Monday, March 14, 2011

How to Shoot Panos

38mm | 2.5s | f/8 | ISO400 | 4-image Pano

I've been dying to do a tutorial on Panos for a while.  I had the opportunity to take some in Tampa a few weeks ago and I thought this would be a good reason to write up a tutorial.  I originally got most of this information from a forum post by Leung on dpreview (I can't find the post, but I saved the info to a PDF).  It helped me a lot when I was just starting out, and I'll be adding some lesson's I've learned along the way.

1. Lens Selection

Leung recommends a lens with a range from 24mm - 50mm, and says to AVOID a lens lower that 24mm.  The distortions what come in at those lower focal lengths will make merging the images a pain.  I've ignored this rule on both ends, but I agree about staying above 24mm.

In my experience, changing focal length is one of the few creative tools remaining when taking panos.  Lighting a huge scene is impossible, and moving around to change composition will have a small effect.  Zooming in for a pano can be very beneficial, placing the focus on a smaller part of the scene.  It also allows you to get incredible detail and resolution in the final merged image.  Be ready to take A LOT of pictures thou.

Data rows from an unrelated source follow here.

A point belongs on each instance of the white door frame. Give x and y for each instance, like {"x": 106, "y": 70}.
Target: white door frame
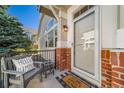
{"x": 96, "y": 78}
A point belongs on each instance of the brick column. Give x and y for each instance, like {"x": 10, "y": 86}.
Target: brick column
{"x": 63, "y": 58}
{"x": 112, "y": 68}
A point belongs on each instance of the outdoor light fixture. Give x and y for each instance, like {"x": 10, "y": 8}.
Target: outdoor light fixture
{"x": 65, "y": 28}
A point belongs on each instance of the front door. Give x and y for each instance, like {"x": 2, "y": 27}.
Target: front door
{"x": 86, "y": 46}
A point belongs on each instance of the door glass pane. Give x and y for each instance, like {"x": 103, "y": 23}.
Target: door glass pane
{"x": 84, "y": 43}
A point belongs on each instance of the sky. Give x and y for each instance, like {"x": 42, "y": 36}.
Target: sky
{"x": 28, "y": 15}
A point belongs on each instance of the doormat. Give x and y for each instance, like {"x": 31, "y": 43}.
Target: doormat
{"x": 70, "y": 80}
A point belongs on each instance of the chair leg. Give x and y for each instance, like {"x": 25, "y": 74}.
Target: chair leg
{"x": 53, "y": 72}
{"x": 45, "y": 74}
{"x": 41, "y": 77}
{"x": 5, "y": 80}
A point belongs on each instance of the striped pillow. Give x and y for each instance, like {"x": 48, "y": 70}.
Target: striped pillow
{"x": 23, "y": 65}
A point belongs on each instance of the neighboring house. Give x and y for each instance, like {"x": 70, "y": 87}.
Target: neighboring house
{"x": 86, "y": 39}
{"x": 32, "y": 35}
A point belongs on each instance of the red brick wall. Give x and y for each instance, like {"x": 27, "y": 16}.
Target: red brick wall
{"x": 63, "y": 58}
{"x": 112, "y": 68}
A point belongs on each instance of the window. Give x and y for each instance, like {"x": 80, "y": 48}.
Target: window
{"x": 81, "y": 11}
{"x": 51, "y": 23}
{"x": 120, "y": 16}
{"x": 50, "y": 39}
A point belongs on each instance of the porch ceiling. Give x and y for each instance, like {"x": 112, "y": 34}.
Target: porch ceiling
{"x": 63, "y": 7}
{"x": 46, "y": 10}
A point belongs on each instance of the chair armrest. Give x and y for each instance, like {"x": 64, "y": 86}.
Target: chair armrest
{"x": 12, "y": 72}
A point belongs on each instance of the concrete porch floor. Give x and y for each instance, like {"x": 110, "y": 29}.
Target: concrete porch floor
{"x": 49, "y": 82}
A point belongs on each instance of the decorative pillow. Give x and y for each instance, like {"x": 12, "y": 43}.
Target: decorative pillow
{"x": 23, "y": 65}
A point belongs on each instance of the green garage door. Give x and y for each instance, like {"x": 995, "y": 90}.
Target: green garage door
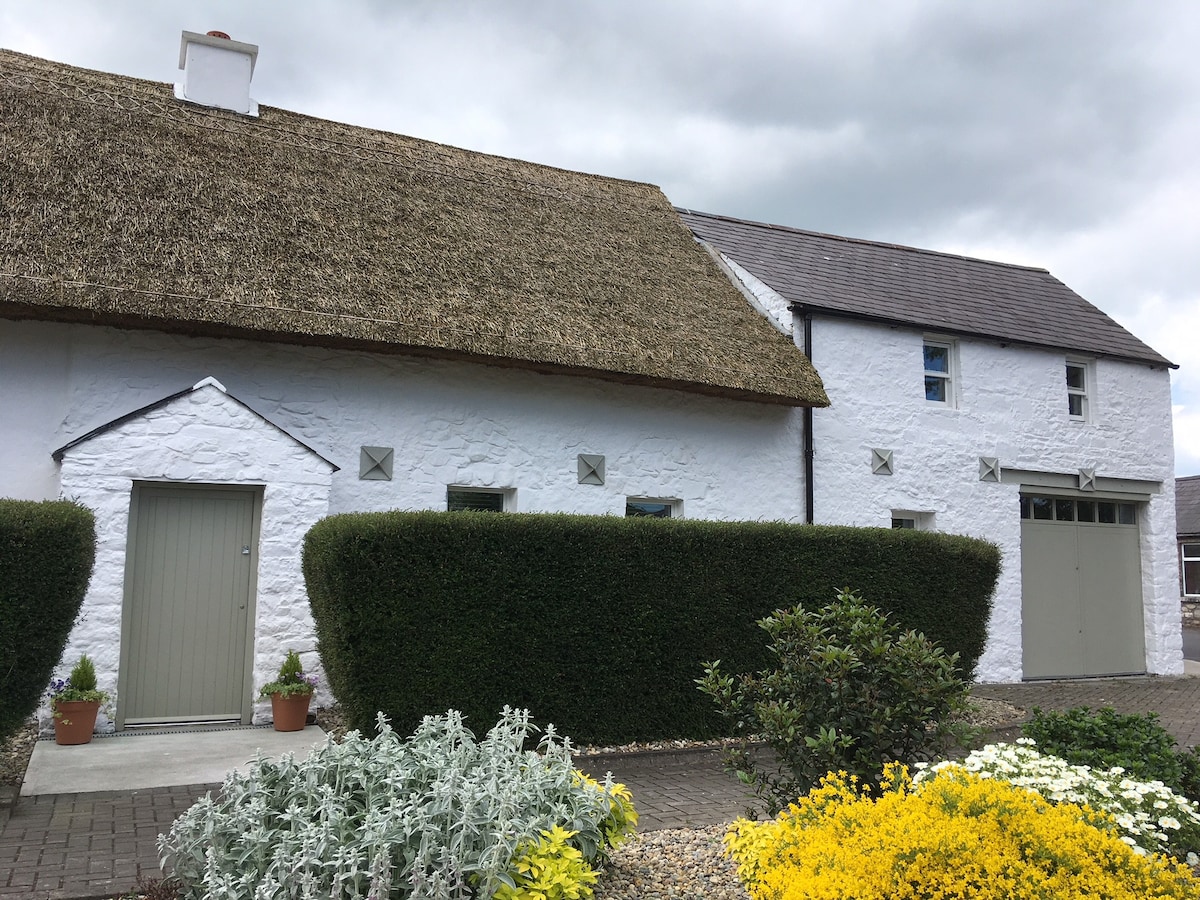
{"x": 187, "y": 605}
{"x": 1081, "y": 607}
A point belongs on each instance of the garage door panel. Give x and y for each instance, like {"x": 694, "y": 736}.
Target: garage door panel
{"x": 1081, "y": 609}
{"x": 1110, "y": 599}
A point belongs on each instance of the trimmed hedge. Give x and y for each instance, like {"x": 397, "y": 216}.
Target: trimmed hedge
{"x": 600, "y": 624}
{"x": 47, "y": 550}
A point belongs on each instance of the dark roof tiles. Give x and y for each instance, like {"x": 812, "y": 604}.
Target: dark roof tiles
{"x": 1187, "y": 505}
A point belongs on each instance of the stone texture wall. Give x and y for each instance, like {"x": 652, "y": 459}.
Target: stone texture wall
{"x": 204, "y": 437}
{"x": 448, "y": 423}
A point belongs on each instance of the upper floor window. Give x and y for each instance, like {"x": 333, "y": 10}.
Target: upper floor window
{"x": 1077, "y": 390}
{"x": 1189, "y": 558}
{"x": 939, "y": 372}
{"x": 474, "y": 498}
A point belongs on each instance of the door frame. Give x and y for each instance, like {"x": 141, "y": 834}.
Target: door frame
{"x": 123, "y": 673}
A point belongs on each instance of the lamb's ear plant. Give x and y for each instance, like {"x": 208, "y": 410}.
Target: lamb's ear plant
{"x": 851, "y": 693}
{"x": 439, "y": 815}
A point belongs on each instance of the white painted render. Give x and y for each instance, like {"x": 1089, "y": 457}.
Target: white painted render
{"x": 449, "y": 423}
{"x": 203, "y": 437}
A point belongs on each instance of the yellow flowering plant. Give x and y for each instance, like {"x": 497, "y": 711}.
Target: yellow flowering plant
{"x": 549, "y": 869}
{"x": 1146, "y": 815}
{"x": 959, "y": 835}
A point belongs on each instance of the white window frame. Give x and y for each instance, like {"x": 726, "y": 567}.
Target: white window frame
{"x": 673, "y": 505}
{"x": 1084, "y": 394}
{"x": 949, "y": 377}
{"x": 508, "y": 495}
{"x": 1185, "y": 558}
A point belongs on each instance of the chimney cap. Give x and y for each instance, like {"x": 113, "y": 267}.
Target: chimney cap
{"x": 225, "y": 43}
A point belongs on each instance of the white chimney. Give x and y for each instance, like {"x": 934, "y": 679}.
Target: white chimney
{"x": 217, "y": 71}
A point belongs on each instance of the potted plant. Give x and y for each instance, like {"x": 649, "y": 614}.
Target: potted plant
{"x": 291, "y": 693}
{"x": 75, "y": 703}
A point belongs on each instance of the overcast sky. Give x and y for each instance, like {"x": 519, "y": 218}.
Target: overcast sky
{"x": 1059, "y": 133}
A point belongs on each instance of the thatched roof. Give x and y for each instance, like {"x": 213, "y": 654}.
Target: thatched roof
{"x": 123, "y": 205}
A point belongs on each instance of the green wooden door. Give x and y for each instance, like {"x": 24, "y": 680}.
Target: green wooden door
{"x": 187, "y": 605}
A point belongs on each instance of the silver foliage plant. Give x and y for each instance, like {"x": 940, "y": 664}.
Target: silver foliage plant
{"x": 438, "y": 816}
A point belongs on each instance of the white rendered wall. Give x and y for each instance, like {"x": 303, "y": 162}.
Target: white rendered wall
{"x": 449, "y": 423}
{"x": 1011, "y": 405}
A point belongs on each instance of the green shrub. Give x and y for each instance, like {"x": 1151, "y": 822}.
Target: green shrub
{"x": 1105, "y": 738}
{"x": 436, "y": 816}
{"x": 851, "y": 693}
{"x": 47, "y": 550}
{"x": 599, "y": 623}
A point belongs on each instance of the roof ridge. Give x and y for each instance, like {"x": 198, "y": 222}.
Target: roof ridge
{"x": 864, "y": 241}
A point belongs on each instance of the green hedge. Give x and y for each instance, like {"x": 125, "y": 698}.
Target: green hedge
{"x": 600, "y": 624}
{"x": 47, "y": 550}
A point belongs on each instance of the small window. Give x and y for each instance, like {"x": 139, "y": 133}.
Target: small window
{"x": 939, "y": 372}
{"x": 460, "y": 499}
{"x": 1077, "y": 390}
{"x": 912, "y": 519}
{"x": 1189, "y": 559}
{"x": 649, "y": 508}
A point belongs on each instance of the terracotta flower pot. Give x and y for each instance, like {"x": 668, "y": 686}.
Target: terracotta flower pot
{"x": 75, "y": 720}
{"x": 289, "y": 713}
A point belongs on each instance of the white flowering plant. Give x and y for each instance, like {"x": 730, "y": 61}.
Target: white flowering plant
{"x": 1151, "y": 817}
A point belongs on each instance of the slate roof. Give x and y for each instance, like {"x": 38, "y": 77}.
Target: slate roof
{"x": 941, "y": 292}
{"x": 1187, "y": 507}
{"x": 123, "y": 205}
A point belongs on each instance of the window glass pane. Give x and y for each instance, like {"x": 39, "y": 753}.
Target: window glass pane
{"x": 486, "y": 501}
{"x": 1192, "y": 577}
{"x": 937, "y": 359}
{"x": 655, "y": 509}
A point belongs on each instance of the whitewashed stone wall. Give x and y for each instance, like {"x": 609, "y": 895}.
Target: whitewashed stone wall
{"x": 1011, "y": 405}
{"x": 203, "y": 437}
{"x": 449, "y": 423}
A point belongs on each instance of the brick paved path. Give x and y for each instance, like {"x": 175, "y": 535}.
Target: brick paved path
{"x": 95, "y": 845}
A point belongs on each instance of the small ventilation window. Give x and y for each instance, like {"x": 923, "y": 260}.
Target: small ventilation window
{"x": 647, "y": 508}
{"x": 460, "y": 499}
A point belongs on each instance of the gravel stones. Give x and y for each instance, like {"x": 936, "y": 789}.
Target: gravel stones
{"x": 671, "y": 863}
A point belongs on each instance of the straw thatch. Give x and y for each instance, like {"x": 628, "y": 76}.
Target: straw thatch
{"x": 123, "y": 205}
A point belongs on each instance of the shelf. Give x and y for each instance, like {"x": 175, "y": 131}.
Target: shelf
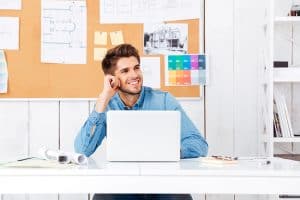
{"x": 281, "y": 139}
{"x": 290, "y": 74}
{"x": 287, "y": 19}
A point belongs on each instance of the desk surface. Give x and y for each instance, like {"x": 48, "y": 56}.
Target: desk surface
{"x": 187, "y": 176}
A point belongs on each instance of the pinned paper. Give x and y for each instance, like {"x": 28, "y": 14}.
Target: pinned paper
{"x": 10, "y": 4}
{"x": 64, "y": 32}
{"x": 100, "y": 38}
{"x": 9, "y": 33}
{"x": 99, "y": 53}
{"x": 116, "y": 37}
{"x": 186, "y": 70}
{"x": 3, "y": 73}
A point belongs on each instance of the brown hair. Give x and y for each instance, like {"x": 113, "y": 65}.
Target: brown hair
{"x": 113, "y": 55}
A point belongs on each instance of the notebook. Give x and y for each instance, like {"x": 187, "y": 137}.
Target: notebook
{"x": 143, "y": 135}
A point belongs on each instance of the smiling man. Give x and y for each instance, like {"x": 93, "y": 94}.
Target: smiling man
{"x": 123, "y": 90}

170mm | 6s | f/4.5 | ISO 100 | 9-image HDR Pano

20mm | 8s | f/8 | ISO100 | 6-image HDR Pano

2. Tripod

This should be obvious, but it is beneficial to use a tripod while shooting a pano.  If night or low-light, it is REQUIRED.  During the day, it is possible to take a pano by hand, just ensure you follow all the rest of the steps.  And if a tripod is not available, improvise :)

55mm | 1/100s | f/11 | ISO 100 | 6-image Pano | Handheld

18mm | 25s | f/14 | ISO 100 | 5-image Pano | Camera rested on rock

3. Settings

Leung suggests the following as a starting point:

  • Matrix Metering
  • Aperture Priority Mode
  • Shoot in RAW
  • Proper White Balance
  • Lowest ISO possible
The following steps help lead to the correct exposure for the scene.  First, set the desired aperture (f/8-f/11 for good detail throughout).  Next, pan across the scene while watching the camera meter.  Note the shutter speed for the brightest part of the scene (not including the sun).   Finally, set the exposure to MANUAL and use the shutter speed for the brightest part.  If the brightest part of the scene comprises only ~10%, you can try shooting at a lighter exposure.

4. Orientation

It is preferable to shoot a wide pano in Portrait orientation.  Through stitching the images together you are going to get plenty of information in the longwise direction.  Shooting in portrait gives you more information above/below the point of interest.  This makes for a final picture with a better aspect ratio for printing.


Also, there are no rules for how the images get stitched together.  Shoot a vertical pano or a matrix of images.  Just make sure that in the end you can merge the result into a rectangular picture (it seems obvious, but I've done this wrong before).


70mm | 1/250s | f/6.3 | ISO 100 | 3-image HDR Pano | Handheld

70mm | 1/200s | f/5 | ISO 100 | 15-image Pano | Handheld


5. Execution

Finally, time to start taking pictures.  Start panning across the scene, ensuring that each frame has ~40% overlap from the previous frame.  This will ensure correct merging in Photoshop later.  Keep the exposure settings, white balance, and focal length the same throughout the shoot.  

A tip from Kelby is to correct for the distortion or fisheye effect in the merged image.  Shift your feet every ~3 frames when taking a pano by hand.  I haven't noticed much difference, but I keep that tip in mind.

One thing that has burned me recently is focus.  I usually leave it on autofocus and just shoot away.  Depending on where the focal point was set in the camera, this can lead to some frames being out of focus (like focusing on the sky instead of a building).  One way to get around this is to move the focal point during each image.  The better way is to set the focus on MANUAL. It may be hard to tell, but in the pano below the right most frame was slightly blurry.

56mm | 20s | f/6.3 | ISO 100 | 3-image Pano

6. Merging

Post-process the images before you merge them.  You will be processing the RAW images and not the JPEG pano, and you can correct white balance shift among the individual frames.  Using LR or ACR, select all the images and process them exactly the same.  If you ignored the rule of setting your white balance and left it on auto (which I do all the time), you can also correct the white balance to ensure they are all the same.

Then merge the result in Photoshop, either from LR or Bridge or directly in Photoshop.  Leave the merge settings on auto.  Only change that if something doesn't merge right.


24mm | 1/30s | f/10 | ISO 100 | 3-image Pano | Camera rested on fence post

1 comment:

  1. I've been waiting for this post for quite a while now. great job! Makes me want to dust of the camera!